Whether delivered intentionally or not, some physician comments are unhelpful at best and low-blows at worst. Saying certain things to patients can actually increase your risk of having a malpractice suit filed against you, making it especially important for you to always be mindful when speaking with patients.
As a physician who works with patients and families all day, you are bound to put your foot in your mouth from time to time. But, even though it is practically inevitable, it is still embarrassing and should be avoided whenever possible.
And, whether delivered intentionally or not, some physician comments are unhelpful at best and low-blows at worst. According to the Physicians Practice website, saying certain things to patients can actually increase your risk of having a malpractice suit filed against you, making it especially important for you to mind your Ps and Qs.
Here is a list of 10 things that doctors should avoid saying to their patients at all costs:
1. Anything in doctor-speak
When doctors start spouting medical jargon, patients typically have one of three reactions:
When you talk to your patients, be sure to thoroughly explain things in terms that are easy for them to follow. After all, you can’t expect patients to follow advice they don’t understand.

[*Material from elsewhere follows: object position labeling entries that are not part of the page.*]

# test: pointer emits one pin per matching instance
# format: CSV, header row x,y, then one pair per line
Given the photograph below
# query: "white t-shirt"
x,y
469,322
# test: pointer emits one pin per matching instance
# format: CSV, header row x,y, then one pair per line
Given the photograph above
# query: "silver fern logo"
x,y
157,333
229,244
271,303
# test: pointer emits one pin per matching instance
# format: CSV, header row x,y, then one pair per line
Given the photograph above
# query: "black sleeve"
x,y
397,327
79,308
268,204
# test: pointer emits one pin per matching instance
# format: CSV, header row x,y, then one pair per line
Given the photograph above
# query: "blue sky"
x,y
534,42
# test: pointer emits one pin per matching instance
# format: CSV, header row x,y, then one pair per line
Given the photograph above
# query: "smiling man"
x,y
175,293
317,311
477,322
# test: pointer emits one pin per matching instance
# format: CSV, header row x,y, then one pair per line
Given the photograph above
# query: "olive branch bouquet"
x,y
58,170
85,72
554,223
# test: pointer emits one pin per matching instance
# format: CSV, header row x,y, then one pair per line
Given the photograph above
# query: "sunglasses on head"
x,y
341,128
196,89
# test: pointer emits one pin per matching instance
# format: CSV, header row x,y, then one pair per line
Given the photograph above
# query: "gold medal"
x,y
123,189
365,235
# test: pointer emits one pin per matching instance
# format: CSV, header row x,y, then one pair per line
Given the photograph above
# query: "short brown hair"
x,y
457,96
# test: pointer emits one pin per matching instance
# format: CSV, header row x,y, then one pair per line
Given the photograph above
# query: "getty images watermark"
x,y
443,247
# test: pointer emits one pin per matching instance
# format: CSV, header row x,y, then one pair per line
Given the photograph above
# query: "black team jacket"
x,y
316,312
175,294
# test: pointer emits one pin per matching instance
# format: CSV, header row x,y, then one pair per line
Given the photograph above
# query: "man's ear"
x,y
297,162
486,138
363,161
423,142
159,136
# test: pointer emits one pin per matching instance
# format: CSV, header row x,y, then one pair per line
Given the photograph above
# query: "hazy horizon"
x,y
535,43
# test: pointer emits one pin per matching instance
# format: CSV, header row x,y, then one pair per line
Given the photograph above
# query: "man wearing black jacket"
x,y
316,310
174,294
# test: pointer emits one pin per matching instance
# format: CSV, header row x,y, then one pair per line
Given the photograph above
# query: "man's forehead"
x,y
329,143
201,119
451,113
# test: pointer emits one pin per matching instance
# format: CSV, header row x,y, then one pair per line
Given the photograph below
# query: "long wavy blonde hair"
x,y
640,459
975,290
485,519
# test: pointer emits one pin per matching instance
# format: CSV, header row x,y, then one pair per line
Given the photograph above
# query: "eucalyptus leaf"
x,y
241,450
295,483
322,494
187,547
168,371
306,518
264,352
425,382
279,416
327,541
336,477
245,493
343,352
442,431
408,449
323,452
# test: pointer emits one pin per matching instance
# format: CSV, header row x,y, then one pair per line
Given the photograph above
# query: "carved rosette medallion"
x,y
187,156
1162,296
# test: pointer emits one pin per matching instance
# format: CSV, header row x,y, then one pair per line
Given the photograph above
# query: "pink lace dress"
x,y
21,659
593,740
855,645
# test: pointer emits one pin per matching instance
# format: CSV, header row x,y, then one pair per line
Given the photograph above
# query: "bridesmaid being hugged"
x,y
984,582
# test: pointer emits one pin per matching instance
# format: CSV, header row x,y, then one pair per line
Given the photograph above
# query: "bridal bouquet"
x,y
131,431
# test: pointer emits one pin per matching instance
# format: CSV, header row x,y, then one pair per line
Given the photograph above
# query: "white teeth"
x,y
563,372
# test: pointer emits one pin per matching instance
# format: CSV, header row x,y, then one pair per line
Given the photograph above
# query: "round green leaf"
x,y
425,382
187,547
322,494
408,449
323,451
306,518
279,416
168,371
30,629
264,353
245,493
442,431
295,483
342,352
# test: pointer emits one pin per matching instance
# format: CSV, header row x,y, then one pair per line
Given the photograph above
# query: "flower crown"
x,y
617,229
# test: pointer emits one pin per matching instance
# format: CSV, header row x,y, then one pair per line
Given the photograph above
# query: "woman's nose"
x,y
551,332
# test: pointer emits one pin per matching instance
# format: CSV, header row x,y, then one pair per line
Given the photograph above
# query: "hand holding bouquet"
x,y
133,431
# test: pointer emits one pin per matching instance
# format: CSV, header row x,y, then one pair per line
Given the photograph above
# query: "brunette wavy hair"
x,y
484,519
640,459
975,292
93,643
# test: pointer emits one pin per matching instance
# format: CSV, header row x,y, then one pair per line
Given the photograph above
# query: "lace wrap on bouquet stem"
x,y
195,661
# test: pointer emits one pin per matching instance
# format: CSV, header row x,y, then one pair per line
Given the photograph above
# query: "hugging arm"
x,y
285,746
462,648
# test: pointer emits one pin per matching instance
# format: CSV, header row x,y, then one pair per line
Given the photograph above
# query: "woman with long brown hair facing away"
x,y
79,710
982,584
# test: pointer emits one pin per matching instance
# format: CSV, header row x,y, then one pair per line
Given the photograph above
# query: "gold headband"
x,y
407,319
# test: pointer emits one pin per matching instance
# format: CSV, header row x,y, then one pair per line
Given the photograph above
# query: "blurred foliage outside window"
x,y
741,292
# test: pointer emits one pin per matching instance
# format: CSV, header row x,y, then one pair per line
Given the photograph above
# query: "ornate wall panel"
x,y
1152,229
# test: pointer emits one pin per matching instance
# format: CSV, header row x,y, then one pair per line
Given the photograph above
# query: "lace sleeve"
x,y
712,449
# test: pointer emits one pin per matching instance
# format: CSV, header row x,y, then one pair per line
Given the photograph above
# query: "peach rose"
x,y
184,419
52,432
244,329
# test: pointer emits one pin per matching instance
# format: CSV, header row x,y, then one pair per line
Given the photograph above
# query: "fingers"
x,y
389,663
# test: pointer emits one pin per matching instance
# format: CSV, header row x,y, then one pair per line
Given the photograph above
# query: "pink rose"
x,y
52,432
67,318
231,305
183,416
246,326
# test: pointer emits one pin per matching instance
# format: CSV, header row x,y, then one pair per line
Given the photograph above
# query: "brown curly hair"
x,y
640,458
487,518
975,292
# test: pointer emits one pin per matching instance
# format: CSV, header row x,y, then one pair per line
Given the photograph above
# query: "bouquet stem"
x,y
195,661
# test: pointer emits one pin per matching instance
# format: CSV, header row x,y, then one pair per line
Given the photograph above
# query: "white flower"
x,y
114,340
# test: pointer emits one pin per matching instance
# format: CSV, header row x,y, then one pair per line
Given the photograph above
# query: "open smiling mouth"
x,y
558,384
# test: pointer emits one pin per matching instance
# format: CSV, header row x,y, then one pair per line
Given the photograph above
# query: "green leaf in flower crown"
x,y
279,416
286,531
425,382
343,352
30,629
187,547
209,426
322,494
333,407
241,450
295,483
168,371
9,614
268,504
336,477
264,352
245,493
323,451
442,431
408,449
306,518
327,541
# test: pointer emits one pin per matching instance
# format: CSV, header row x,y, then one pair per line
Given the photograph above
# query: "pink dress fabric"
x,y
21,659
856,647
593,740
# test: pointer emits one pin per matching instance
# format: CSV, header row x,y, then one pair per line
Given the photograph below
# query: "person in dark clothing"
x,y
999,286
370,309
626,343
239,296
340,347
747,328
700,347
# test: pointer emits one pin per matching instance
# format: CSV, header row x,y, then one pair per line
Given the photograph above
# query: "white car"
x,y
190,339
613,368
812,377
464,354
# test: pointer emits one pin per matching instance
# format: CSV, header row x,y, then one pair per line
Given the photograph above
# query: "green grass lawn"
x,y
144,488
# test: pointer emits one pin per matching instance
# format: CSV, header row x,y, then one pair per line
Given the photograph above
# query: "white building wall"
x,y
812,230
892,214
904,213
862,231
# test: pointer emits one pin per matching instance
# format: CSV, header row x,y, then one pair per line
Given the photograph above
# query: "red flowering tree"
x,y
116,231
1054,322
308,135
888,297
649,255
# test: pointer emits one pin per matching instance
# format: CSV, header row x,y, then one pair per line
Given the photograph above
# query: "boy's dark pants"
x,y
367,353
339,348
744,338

2. Anything snarky, sarcastic or rude
Sure, sarcasm may be used with abandon on your favorite sit-com, but it should be avoided in all patient interactions. Any form of ridicule—perceived or otherwise—is likely to ruin your relationship with the patient, stall their recovery, and potentially result in a formal complaint against you. The data shows that physicians with the best rapport with patients are sued the least. Being rude is an instant rapport wrecker.
3. “Don’t worry about that now"
Minimizing your patient’s concerns is dangerous. If you treat your patients as though their concerns are trivial, they will be unlikely to share important information with you in the future. A lack of trust and disclosure will jeopardize your patient’s safety and your ability to provide effective treatment.
4. Saying anything too quickly
Patients are entitled to your undivided attention, so you should avoid appearing rushed or telling a patient that he or she has limited time with you. Sometimes, it is best to just be quiet to demonstrate that you are really listening. Rushing to respond to patients' questions may cause them to feel like you are cutting them off or talking over them.
5. “Do you understand?”
No one likes to admit that they don’t understand something, so nearly all patients will respond with a “yes” even if they are totally confused. A better approach might be to explain that it is important that you and the patient are on the same page. Then, ask the patient to repeat what they understand of your conversation in their own words. I use the phrase, “tell me in your own words what the next steps are going to be.”
6. “When you are older/overweight/out of shape/diabetic/etc, you should expect these health issues"
Saying something like this suggests a disinterest in “minor” patient complaints. Even though these complaints may seem minor to you, they are very real to the patient. This is just another way of minimizing a patient’s concerns and, depending on what tone you take, could even be construed as ridicule.
7. “It won’t hurt at all"
If you want to land in hot water, this is a good way to start. Every patient has a different pain threshold, so the safest route is to explain the procedure and discuss the patient’s options for pain management.
8. “I’m afraid I’ve got bad news"
This is melodramatic and doesn’t do your patient any favors. Although it can be difficult to be direct when delivering upsetting news, patients will appreciate your honesty and willingness to get right to the point.
9. “Why didn’t you see a doctor sooner?”
Chances are that your patient is in denial, embarrassed, couldn’t afford the doctor bill, couldn’t find a ride, etc. Making your patient feel guilty and essentially blaming them for “ignoring” their condition is just mean.
10. “If you hadn’t [insert destructive behavior], this wouldn’t have happened"
Although it may be true that your patient probably wouldn’t have gotten lung cancer if he hadn’t smoked three packs of cigarettes a day for 30 years, it won’t do him any good to pump him full of regret and rub his face in it.
This bonus one is one that always makes me cringe: “I’m not sure why [insert doctor’s name] did that. It’s wrong/stupid/not appropriate."
I’m the first one to admit that we all make mistakes, but calling out your colleagues does nothing but add fear, anxiety, and anger to your patient's current situation. Discuss the situation first with the colleague you think did something wrong. If there is any sort of wrong doing, report it to the state licensure board and protect not just your current patient, but every future patient.